CMC group (Centennial Celebration hike)
Traversing the grassy slope above the Willow Lake but below the cliffs (Class 1)
First look into the “proper” Adams basin – Pt. 13546 (tri-Centennial) on the left
Since I am in no rush, and the weather is not getting worse, I decide to stick around and explore the basin, and lo & behold the clouds lift up.
View of the saddle between Pt. 13546 and Mt. Adams (@3.30pm)
At this point I know exactly where I am, which peak is Adams, I am feeling ok, but not great, so I decide to go for it.
Gaining the obvious weakness in the ridge – a saddle between Adams and Pt. 13,546. It is nearly 4pm and @13K.
Kit Carson and Columbia Point
What I don’t realize yet is that the West ridge is long and I am tired.
Beginning of the ridge
Technically, there is an option to bypass the difficulties on the right, but I consider it a warm-up for tomorrow, so I stick with the ridge proper almost the entire time.
Looking down the West ridge
Needle, Peak, CP, KC from the ridge of Adams (with the "Obstruction Point" obstructing the view of Needle & Peak)
Another look at the rocky ridge
The higher you go, the more difficult the terrain gets, with real difficulties (Class 3+ starting around 13,600 feet)
Chimney on the upper route
Final scramble up to the summit
Mt. Adams summit, just around 5pm
With my goal complete, and no energy left for another peak, I am anxious to get down.

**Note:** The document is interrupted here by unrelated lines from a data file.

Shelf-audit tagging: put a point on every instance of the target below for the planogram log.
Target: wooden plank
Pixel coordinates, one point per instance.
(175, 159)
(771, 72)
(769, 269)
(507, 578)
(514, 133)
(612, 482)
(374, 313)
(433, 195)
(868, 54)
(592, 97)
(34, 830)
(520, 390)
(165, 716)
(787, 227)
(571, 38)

Looking down the long ridge to Pt. 13,580
Since the West ridge took so long, I decide on an alternative (and hopefully shorter) solution and start going down to the saddle with Pt. 13,580. I know that Roach recommends descending down to the saddle, but it seems too far, so as soon as I spot a rocky gully that does not seem to cliff out, I decide that it is good enough – but it turns out to be a big mistake.
Starting the descent
Descending just to the left of the gully – I do not recommend this route
The gully proved to be incredibly loose (of course). I managed to slip a few times, and in one case a loose rock rolled over my right hand bruising it. Thankfully, I was wearing a climbing glove, or it could have been much worse. I immediately got nervous about the following day, with a lot of class 3/4 climbing in front of me, but the fingers still seemed to have dexterity. Still, I could not have been happier upon reaching the grassy slopes of the basin. To add an insult to the injury, the skies decided to open up and it hailed for about 3 minutes (it stopped before I decided it was time to put on the rain jacket).
Back in the basin
Mt. Adams in the rearview mirrow
It was a surprisingly smooth sailing from there. All you have to do is drop down the grassy slope to the trees on the west side of the lake. There is even a faint trail.

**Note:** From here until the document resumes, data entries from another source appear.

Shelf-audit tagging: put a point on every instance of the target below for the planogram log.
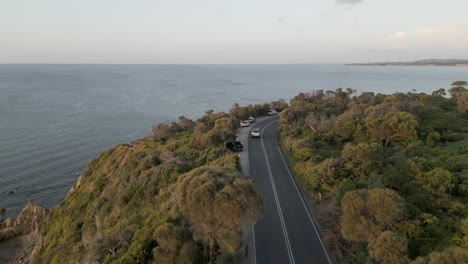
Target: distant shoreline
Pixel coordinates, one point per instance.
(430, 62)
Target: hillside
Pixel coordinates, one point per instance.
(177, 196)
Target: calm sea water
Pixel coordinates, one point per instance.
(55, 118)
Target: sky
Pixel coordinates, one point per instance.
(231, 31)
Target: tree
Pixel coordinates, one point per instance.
(175, 245)
(363, 159)
(458, 88)
(462, 102)
(215, 201)
(367, 213)
(389, 248)
(455, 255)
(437, 183)
(389, 127)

View of the waterfall from above
For all my troubles, I was treated to a spectacular sunset on the lake
Sunset on Willow Lake
I cruised to the campsite around 7pm to meet with Brian who had found the camp and was getting worried about my delayed arrival. I also ran into Greg (farcedude) on the way to the camp. Brian and I shared a nice campfire and were in our respective tents by 10pm. I must have been pretty tired as I slept like a rock - probably one of the best nights of sleep I've ever had in the tent.